Prioritized Experience Replay for DQN
🚀 Feature
Prioritized Experience Replay for DQN
Motivation
No response
Pitch
No response
Alternatives
No response
Additional context
No response
Checklist
- [X] I have checked that there is no similar issue in the repo
It's planned, contributions are welcome 🙂
See https://github.com/DLR-RM/stable-baselines3/issues/622
@araffin @qgallouedec Hello, are there any news on prioritized experience replay, or you're still waiting for contributions?
or you're still waiting for contributions?
We are welcoming contributions =) I guess adapting https://github.com/Howuhh/prioritized_experience_replay from @Howuhh would be a good contribution.
Hi @araffin - just looking at this. How would you go about it in relation to the vectorised replay buffer that SB3 uses: have one segment tree hold priorities across all envs or have a segment tree per environment? I had a cursory look at how Tianshou does it and it appears to be a segment tree per environment (at least at first glance).
How would you go about it in relation to the vectorised replay buffer that SB3 uses: have one segment tree hold priorities across all envs or have a segment tree per environment? I had a cursory look at how Tianshou does it and it appears to be a segment tree per environment (at least at first glance).
not sure, I need to take a deeper look, but probably once for all if possible or whatever is cleaner/fast enough. We might need to do something similar to: https://github.com/DLR-RM/stable-baselines3/pull/704
Hi @araffin - just looking at this. How would you go about it in relation to the vectorised replay buffer that SB3 uses: have one segment tree hold priorities across all envs or have a segment tree per environment? I had a cursory look at how Tianshou does it and it appears to be a segment tree per environment (at least at first glance).
I think it might matter depending on replacement strategy. Do you override the latest observation or the one with lowest priority? What happens if VecEnv holds different environments? E.g. LunarLander with different gravity / wind parameters. If one environment is significantly more difficult compared to others, then wouldn't joint buffer be skewed toward it? "Hard overall" observations vs "hard for each on average" observations.
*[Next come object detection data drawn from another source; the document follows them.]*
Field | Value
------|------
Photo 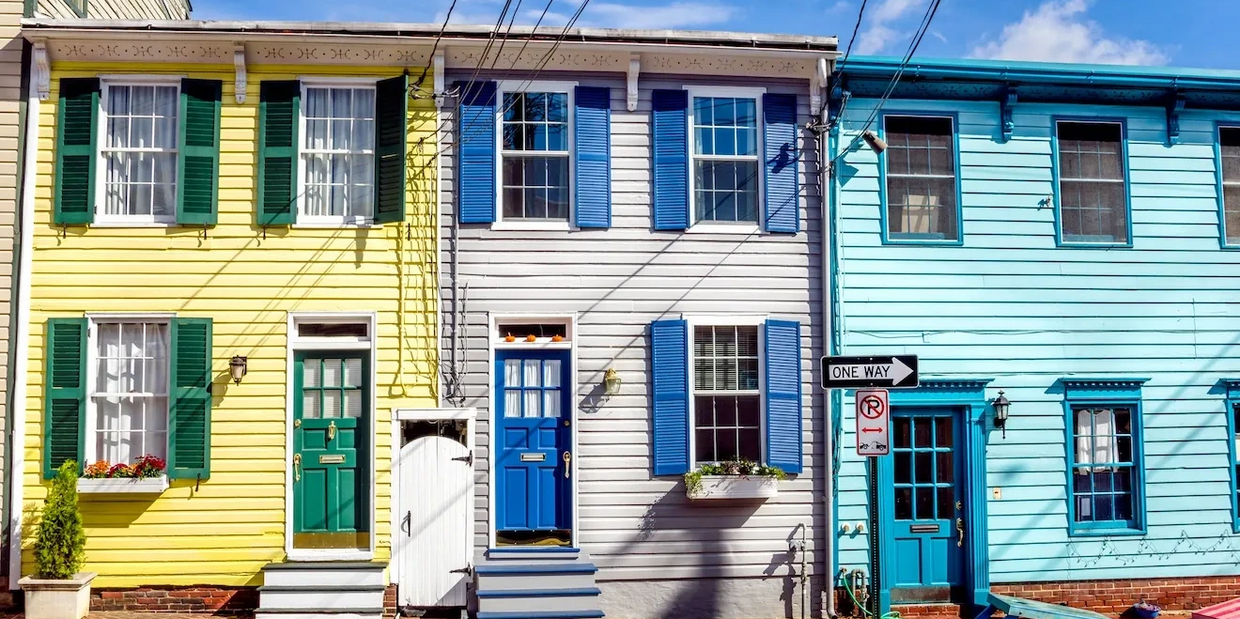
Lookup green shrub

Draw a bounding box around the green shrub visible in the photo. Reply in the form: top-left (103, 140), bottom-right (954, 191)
top-left (35, 460), bottom-right (86, 581)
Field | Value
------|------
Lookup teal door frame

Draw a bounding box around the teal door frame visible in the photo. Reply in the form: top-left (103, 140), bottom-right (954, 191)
top-left (870, 378), bottom-right (993, 614)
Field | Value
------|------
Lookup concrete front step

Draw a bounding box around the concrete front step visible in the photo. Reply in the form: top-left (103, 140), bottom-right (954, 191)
top-left (477, 587), bottom-right (601, 613)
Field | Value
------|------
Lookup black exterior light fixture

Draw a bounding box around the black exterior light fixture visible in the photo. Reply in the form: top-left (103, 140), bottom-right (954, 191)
top-left (228, 355), bottom-right (248, 385)
top-left (994, 390), bottom-right (1012, 438)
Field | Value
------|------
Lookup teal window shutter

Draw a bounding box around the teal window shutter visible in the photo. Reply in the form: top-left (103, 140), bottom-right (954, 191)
top-left (374, 76), bottom-right (409, 223)
top-left (650, 320), bottom-right (689, 475)
top-left (258, 81), bottom-right (301, 226)
top-left (167, 318), bottom-right (212, 479)
top-left (763, 320), bottom-right (802, 474)
top-left (763, 94), bottom-right (801, 234)
top-left (573, 86), bottom-right (611, 228)
top-left (43, 318), bottom-right (87, 479)
top-left (176, 79), bottom-right (223, 226)
top-left (651, 91), bottom-right (689, 229)
top-left (52, 77), bottom-right (99, 226)
top-left (456, 82), bottom-right (497, 223)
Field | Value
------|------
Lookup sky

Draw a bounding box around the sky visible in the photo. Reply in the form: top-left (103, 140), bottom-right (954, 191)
top-left (193, 0), bottom-right (1240, 69)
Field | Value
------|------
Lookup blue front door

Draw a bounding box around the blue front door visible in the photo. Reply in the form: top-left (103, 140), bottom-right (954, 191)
top-left (884, 408), bottom-right (967, 604)
top-left (494, 350), bottom-right (573, 546)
It's more of a theoretical question though.
We are welcoming contributions =) I guess adapting https://github.com/Howuhh/prioritized_experience_replay from @Howuhh would be a good contribution.
Hello @araffin, since I've recently used and contributed to @Howuhh 's PER implementation, and since I'm also familiar with SB3 (having contributed before), I could work on its adaptation for this library! (and maybe @Howuhh wants to join as well?)